No, definitely not. I would argue that even in revolutions, the revolutionaries aren’t the aggressor, that is they aren’t the party striking first, they are the ones revolting against serious egregious actions perpetrated against the people by the ones in power
Countries who strike first haven’t any morally just case no matter how they phrase the reasons. See the Germans in world war two, see the Japonese against the Chinese and the United States, France during the Napoleonic Wars, I believe the inferences are fairly obvious. The countries who joined in to help the aggrieved parties had more justification in striking because their’s was a defensive one.
By striking first, one removes any possible vindication.
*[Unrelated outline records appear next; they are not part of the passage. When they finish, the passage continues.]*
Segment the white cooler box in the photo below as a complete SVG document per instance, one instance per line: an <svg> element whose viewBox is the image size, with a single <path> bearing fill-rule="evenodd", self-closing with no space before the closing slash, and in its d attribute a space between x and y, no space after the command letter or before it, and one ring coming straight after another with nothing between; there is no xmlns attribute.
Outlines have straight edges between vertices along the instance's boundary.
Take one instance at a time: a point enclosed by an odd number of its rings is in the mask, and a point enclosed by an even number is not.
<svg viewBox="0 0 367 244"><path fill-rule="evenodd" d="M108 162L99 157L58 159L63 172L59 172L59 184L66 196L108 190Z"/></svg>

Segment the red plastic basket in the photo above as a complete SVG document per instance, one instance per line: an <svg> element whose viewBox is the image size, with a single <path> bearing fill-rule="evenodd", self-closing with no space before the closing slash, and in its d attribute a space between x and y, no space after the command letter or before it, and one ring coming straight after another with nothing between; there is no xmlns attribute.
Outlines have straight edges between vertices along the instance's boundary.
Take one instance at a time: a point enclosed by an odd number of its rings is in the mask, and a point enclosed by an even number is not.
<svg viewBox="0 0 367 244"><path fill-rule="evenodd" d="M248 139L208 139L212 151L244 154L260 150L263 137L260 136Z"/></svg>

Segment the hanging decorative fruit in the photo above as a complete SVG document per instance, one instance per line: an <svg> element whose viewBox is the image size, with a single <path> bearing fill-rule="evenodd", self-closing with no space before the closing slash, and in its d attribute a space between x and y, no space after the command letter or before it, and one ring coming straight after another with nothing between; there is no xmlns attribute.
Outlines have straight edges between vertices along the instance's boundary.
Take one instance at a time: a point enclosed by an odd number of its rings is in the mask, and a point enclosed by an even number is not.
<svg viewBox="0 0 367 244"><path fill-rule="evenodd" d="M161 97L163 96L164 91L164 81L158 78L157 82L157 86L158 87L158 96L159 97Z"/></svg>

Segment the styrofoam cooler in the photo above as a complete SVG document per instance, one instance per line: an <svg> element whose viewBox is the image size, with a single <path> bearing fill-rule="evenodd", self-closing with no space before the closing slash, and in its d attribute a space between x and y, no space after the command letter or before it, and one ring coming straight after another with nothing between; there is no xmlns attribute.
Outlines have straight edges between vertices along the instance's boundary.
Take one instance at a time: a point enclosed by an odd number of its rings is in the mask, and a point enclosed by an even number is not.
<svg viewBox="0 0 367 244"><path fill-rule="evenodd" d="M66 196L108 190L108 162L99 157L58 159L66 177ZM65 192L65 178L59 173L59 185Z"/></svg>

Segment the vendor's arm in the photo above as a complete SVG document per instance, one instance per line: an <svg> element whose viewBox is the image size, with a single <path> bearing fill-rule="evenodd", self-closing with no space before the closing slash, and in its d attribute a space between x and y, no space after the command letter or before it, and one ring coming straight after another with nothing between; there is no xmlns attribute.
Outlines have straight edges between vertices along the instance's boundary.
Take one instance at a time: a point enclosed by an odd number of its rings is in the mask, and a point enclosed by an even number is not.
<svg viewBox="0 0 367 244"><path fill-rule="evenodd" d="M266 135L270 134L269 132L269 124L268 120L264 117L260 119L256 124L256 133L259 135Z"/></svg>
I think that we have, as a nation, been at war for far too long. I think that war unfortunately changes a nation’s people for both the good and the bad. It also depletes a nation’s resources in so many ways; human resources, financial resources and psychologically.
What is making me nervous is that the republican presidential candidates are starting to spout the same aggressive rhetoric about Iran that was said about Iraq before we invaded. The candidates themselves aren’t capable of doing anything to back up their rhetoric, but throwing those words out into the atmosphere for republican senators such as Lindsey Graham to hear and obsess over in Washington.
This prompt is a perfect opening for a full discussion of the ongoing developing situation between Israel and Iran. The hawks in the U.S military and the hawks in Israel are never far from the surface in the political circles so it does lend itself to some anxiety.
I would hope that we would have learned our lessons from the Iraqi invasion and the Afghanistan war. You cannot predict how any war will turn out as we have discovered unfortunately.